Oooh this one always opens a Pandora's Squeezebox. (hey that's a great band name!) Seriously though, wet and dry is a matter of taste.
You should ask yourself... "Self? What am I going to attempt to sound like on this accordion?" If you like that old-timey Sydney Brown sound, go wet young man, and mount an old flat mic on the outside. If you want a sound like Richard LeBouef, get a wet one and an external gooseneck mic. If you want a sound like Geno Delafose, again -- get a wet box and stick an internal mic inside. If you want that pure Cajun box sound, go dry.
The majority of Cajun box players lean towards a dry tuning. It's more-or-less the standard. BUT, consider this. You're thinking of buying machine made reeds. If one of them goes south on dry tuned box, you're gonna wish you'd gotten a wet tuned one. And since you aren't living "right next door to Texas" getting any reed repairs done might not be that easy.
That's my 5 cents wet,
R!ck (wet around the ears)
great band name
It does open up a box of sorts, this wet / dry thing. But there's more.
Consider Dry as first "C" box (if you can).

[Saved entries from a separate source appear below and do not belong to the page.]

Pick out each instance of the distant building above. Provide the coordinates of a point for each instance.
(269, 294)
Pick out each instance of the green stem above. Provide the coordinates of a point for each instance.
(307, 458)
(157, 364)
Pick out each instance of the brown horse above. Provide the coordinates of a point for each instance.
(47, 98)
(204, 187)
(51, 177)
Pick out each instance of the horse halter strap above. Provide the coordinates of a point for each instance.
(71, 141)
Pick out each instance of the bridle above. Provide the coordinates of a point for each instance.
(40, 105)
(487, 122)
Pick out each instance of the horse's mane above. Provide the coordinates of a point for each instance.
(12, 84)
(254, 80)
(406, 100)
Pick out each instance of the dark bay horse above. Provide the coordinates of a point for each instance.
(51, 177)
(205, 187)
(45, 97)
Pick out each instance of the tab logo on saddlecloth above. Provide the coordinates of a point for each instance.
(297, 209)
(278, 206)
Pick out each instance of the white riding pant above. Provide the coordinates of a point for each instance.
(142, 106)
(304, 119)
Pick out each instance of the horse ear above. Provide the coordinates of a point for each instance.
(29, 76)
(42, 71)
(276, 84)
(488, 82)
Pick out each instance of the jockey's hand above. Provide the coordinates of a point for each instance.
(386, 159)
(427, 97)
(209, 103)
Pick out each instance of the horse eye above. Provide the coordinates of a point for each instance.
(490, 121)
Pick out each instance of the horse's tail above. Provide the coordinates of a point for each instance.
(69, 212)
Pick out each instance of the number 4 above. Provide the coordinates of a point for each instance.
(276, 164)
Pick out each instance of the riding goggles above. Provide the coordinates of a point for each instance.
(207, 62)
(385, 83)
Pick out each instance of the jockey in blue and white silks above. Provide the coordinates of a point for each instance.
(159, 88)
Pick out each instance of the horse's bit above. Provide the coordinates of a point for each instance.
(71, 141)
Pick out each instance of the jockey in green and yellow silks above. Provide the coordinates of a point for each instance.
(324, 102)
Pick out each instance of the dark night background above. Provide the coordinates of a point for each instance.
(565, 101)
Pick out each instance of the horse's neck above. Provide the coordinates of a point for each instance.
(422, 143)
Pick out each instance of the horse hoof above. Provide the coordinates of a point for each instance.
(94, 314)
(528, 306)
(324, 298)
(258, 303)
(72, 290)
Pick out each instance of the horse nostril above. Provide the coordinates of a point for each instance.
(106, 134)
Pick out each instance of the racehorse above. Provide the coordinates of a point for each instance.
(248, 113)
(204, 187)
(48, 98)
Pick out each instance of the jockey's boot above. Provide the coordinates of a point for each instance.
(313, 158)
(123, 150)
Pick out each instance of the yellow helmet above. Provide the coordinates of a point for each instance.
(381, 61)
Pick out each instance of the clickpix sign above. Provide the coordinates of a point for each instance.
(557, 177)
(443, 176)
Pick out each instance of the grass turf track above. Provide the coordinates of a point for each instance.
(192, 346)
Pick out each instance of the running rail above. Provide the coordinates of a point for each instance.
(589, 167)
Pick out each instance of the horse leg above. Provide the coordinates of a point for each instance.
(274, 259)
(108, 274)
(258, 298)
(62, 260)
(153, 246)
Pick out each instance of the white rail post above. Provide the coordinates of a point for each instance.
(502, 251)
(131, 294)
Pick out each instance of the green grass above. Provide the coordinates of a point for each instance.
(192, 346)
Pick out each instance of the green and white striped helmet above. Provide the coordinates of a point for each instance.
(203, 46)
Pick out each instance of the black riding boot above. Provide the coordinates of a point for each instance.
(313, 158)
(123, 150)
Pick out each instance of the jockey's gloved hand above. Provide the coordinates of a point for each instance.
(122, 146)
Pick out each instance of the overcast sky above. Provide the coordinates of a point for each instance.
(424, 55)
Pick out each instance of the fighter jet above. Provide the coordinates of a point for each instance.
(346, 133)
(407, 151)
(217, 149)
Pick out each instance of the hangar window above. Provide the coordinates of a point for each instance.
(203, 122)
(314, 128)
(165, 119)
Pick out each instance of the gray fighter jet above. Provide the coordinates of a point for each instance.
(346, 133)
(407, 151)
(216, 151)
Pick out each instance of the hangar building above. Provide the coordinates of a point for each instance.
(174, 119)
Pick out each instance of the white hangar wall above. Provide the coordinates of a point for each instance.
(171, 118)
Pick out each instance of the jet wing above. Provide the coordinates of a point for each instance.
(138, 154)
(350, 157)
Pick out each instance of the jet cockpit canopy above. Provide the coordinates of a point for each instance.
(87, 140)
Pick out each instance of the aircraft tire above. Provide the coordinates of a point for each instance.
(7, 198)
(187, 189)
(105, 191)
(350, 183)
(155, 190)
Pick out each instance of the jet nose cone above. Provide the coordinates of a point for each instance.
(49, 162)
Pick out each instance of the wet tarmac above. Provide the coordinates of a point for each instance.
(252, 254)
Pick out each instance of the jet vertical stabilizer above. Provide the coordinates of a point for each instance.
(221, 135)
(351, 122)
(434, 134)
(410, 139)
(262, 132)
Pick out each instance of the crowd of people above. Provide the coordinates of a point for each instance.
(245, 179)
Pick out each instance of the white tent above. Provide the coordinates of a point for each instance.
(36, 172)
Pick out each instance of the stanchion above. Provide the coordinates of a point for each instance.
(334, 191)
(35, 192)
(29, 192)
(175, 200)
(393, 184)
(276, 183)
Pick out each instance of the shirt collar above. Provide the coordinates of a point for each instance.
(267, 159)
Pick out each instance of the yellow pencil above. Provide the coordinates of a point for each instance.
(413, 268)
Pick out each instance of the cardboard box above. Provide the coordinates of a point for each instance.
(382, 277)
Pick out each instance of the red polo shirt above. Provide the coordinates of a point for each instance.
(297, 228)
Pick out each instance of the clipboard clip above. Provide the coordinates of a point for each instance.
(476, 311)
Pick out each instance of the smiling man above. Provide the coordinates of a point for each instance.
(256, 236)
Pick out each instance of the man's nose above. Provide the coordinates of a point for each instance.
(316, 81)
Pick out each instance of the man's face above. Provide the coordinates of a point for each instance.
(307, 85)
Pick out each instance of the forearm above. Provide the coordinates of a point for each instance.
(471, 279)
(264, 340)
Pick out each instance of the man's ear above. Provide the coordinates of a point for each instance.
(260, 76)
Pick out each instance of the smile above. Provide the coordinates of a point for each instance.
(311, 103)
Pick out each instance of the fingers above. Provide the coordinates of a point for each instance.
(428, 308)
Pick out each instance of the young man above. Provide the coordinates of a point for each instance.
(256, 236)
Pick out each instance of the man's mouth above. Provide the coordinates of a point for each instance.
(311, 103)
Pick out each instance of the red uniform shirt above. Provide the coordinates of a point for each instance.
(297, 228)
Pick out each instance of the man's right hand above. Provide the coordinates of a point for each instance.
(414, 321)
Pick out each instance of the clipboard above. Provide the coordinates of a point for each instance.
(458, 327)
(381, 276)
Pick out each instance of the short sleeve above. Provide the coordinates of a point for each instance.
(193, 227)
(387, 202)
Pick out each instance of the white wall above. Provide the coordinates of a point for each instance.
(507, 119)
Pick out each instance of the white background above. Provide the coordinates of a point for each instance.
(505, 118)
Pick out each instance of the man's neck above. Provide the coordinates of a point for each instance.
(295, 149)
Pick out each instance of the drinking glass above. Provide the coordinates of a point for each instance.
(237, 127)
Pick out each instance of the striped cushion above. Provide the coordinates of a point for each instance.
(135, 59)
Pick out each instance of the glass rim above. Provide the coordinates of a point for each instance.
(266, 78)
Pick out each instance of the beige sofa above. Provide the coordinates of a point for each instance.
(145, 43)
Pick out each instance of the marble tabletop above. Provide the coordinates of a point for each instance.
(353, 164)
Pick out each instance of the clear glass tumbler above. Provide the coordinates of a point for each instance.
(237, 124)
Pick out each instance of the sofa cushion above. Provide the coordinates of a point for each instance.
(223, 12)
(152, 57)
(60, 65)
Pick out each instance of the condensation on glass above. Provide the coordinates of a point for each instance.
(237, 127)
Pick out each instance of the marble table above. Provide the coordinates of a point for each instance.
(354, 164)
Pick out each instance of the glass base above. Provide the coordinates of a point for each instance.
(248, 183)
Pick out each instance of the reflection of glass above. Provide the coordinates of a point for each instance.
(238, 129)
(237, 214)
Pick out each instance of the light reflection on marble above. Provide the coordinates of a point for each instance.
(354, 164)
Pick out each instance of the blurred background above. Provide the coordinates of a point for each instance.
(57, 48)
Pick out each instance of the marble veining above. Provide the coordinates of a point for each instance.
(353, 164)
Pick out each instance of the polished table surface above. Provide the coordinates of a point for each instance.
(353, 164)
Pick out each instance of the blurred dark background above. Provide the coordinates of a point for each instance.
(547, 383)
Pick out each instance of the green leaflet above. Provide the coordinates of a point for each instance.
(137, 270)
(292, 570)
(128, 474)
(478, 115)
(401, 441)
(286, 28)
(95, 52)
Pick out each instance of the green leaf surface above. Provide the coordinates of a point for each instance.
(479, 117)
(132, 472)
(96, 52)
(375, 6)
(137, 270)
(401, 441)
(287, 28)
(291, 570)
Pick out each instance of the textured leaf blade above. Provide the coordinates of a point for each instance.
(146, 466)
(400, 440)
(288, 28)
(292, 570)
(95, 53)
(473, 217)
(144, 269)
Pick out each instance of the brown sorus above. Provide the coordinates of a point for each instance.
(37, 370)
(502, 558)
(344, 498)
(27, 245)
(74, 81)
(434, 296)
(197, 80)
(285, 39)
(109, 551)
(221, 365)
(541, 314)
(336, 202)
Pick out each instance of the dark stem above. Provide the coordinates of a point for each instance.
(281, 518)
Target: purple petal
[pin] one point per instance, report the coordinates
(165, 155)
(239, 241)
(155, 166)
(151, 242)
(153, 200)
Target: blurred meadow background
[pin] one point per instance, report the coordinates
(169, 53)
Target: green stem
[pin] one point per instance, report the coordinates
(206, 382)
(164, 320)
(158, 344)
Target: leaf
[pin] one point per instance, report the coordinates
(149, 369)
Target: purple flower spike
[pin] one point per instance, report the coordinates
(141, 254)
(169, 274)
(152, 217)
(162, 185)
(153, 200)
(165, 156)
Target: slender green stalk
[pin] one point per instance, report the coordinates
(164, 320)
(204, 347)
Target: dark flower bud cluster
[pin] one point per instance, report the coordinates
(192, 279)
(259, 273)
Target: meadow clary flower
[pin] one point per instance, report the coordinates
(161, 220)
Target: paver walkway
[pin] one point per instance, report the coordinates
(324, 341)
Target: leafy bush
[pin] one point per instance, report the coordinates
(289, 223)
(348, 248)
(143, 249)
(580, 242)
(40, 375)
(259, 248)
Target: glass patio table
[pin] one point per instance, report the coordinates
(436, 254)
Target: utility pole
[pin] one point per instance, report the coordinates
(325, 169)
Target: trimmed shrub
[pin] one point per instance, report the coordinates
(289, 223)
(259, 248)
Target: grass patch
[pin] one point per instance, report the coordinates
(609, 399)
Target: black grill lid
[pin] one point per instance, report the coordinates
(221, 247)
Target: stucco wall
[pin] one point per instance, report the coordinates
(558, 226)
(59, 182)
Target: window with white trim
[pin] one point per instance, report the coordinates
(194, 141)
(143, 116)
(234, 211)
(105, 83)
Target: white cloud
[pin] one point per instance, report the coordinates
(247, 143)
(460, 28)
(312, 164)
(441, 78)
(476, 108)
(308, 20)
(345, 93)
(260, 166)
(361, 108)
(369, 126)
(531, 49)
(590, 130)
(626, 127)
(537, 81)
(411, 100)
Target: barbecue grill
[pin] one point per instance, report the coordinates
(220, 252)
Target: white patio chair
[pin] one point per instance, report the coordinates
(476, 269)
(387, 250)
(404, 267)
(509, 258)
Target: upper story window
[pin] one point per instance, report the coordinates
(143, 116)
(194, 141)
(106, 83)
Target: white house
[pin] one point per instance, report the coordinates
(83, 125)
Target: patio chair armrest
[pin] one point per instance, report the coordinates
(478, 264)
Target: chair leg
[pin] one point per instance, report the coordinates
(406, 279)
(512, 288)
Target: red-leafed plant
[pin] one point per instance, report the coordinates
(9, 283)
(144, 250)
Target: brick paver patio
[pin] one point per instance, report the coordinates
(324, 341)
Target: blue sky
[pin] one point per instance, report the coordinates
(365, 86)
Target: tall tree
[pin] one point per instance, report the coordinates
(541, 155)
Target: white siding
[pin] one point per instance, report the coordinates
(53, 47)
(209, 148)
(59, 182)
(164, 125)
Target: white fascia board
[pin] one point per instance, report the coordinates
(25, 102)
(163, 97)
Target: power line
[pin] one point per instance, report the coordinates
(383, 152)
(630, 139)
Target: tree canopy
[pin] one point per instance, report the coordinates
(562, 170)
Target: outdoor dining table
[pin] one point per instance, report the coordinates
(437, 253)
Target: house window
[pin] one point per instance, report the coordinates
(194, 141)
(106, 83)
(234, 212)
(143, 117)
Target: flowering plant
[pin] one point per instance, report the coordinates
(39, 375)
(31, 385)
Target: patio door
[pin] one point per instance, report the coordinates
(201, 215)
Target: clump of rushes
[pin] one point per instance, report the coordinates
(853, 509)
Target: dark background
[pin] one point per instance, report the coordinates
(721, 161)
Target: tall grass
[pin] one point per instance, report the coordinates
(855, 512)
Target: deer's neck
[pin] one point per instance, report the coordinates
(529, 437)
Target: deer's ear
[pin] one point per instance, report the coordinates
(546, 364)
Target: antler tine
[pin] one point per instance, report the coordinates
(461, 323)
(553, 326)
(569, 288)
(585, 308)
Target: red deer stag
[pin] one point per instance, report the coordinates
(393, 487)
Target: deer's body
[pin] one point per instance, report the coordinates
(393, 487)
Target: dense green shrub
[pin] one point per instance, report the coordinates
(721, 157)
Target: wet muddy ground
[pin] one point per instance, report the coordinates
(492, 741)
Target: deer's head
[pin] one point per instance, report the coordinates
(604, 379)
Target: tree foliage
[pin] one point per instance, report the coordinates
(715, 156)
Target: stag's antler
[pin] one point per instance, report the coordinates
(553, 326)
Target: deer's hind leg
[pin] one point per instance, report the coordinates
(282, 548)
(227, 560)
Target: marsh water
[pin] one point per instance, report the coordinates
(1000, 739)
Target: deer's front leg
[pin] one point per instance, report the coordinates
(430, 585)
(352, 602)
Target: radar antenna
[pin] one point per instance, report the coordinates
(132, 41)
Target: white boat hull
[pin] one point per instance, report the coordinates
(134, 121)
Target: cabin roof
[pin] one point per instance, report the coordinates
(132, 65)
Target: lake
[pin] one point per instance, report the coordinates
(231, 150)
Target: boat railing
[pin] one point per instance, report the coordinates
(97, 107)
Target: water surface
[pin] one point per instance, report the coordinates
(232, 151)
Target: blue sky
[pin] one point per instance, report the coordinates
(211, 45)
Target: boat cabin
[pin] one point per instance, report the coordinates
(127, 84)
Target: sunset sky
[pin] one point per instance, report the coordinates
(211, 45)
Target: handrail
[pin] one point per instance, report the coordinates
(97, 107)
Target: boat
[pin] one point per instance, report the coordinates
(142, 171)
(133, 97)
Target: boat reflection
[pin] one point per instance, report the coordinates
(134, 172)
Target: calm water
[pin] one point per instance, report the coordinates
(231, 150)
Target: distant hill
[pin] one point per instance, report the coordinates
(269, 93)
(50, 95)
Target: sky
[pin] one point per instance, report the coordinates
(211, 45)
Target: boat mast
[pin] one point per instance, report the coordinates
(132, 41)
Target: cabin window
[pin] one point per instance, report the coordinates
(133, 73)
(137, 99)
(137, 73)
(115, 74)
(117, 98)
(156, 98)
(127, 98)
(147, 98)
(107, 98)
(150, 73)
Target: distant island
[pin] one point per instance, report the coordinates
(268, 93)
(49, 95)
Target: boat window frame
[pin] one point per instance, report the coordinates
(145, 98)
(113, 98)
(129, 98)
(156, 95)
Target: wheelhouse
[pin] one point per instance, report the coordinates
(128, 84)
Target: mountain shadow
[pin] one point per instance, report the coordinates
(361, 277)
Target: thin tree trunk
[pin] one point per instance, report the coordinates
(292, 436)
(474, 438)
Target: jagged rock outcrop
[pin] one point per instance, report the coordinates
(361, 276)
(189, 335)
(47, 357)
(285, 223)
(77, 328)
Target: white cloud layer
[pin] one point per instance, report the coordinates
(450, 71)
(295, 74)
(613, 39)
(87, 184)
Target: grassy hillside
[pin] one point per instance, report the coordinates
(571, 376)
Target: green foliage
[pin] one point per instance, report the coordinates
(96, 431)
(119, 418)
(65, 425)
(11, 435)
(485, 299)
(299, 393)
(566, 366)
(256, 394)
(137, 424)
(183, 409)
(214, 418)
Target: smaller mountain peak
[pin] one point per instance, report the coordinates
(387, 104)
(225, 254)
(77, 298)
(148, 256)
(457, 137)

If you wind up getting less than a hand made it will be seemingly wet/tinny and ringy.
I say dry, only because you are at another crossroad.
If you don't know what you want, pickig from the two variations, I would encourage you to learn Traditional (w/ dry tuned). A good emersion and lengthy study, while getting aquainted with this contraption doing the Traditional French music, will always allow you to flirt with the Zydeco later on. Everything you will do as Traditional, will be the solid foundation for that stuff you can do on the Zydeco Boom Boom (sorry for that)side as well.
In my opinion.
Rick mentioned 5 cents. Don't let that confuse you.
Down the line when sound becomes appreciated and more a part of your core, you can have the best of both with tunning an accordion (having a builder do it)so that you have a semi wet tuned box... in this case Rick mentions 5 cents on the wet side. This happens to be my fav. as well. It somewhat emulates that old German Sterling sound that so many wish they could get hold of in fine working order (dont'cha wish ?) .
Electronics and Mics are things that you can deal with way later on, when things fall into place and you are ready to flap those gig wings. For now, accoustic playing is a peach with no need to plug up to any amplified pa or amp and hit it like Cajun Meatloaf, bat out you know what.
Now then... get those Kids a little cheep HERO accordion. They work for kids and Nonc's just fine.
My six yr. old Grand Daughter has one and it makes Pa Pa smile when she plays it... When I play that Hero it's a differant story; Construction workers,Kids, Ice cream trucks and Taco wagons magically appear and it winds up costing me!
I have both wet and dry tune accordions. I have a C that has a slightly wet tunning and a D that is heavily wet. One D box that is dry. I like them all. If you want me to I could send you a sound clip of a wet and dry accordion so that you can hear the difference. Just send me a request in my email and I will shoot one your way.
Wet means a fatter sound, slower vibrations ( think of a wide toothed comb being strummed ).. Dry tuning is faster and closer ( think of a fine toothed comb being strummed ).
Wet is where you hear a larger difference in tuning between the two or more reeds..and the dry tuning is almost unison tuning..( sounding all like the same reed )..
Wet tuning is slow gargle.. Dry is fast gargle..
Metaphors aren't accurate..but the idea is there..
Wet means the two primary reeds are tuned farther apart in pitch. When you add the two, the ear hears the resultant pitch as an addition of the two sine waves. The difference in the pitch gives you a slight higher pitch signal that rides on the main note. This gives an effect known as tremolo, or almost a vibrato tone. It really is very pleasing to the ear IMHO. It does not seem to be popular among tradtional Cajun accordionists however.
I am working with my first LA handmade which is very dry. I started out with an Ariette which was very wet in comparison. While a vastly inferior instrument, the Ariette does have a very pleasing sound.
'Wet' is that characteristic musette sound in french piano accordion melodies.
Think of the sound track to the original 'Sabrina' with Bogart and you have it...
When you hear it you will understand IMMEDIATELY. Don't sweat it!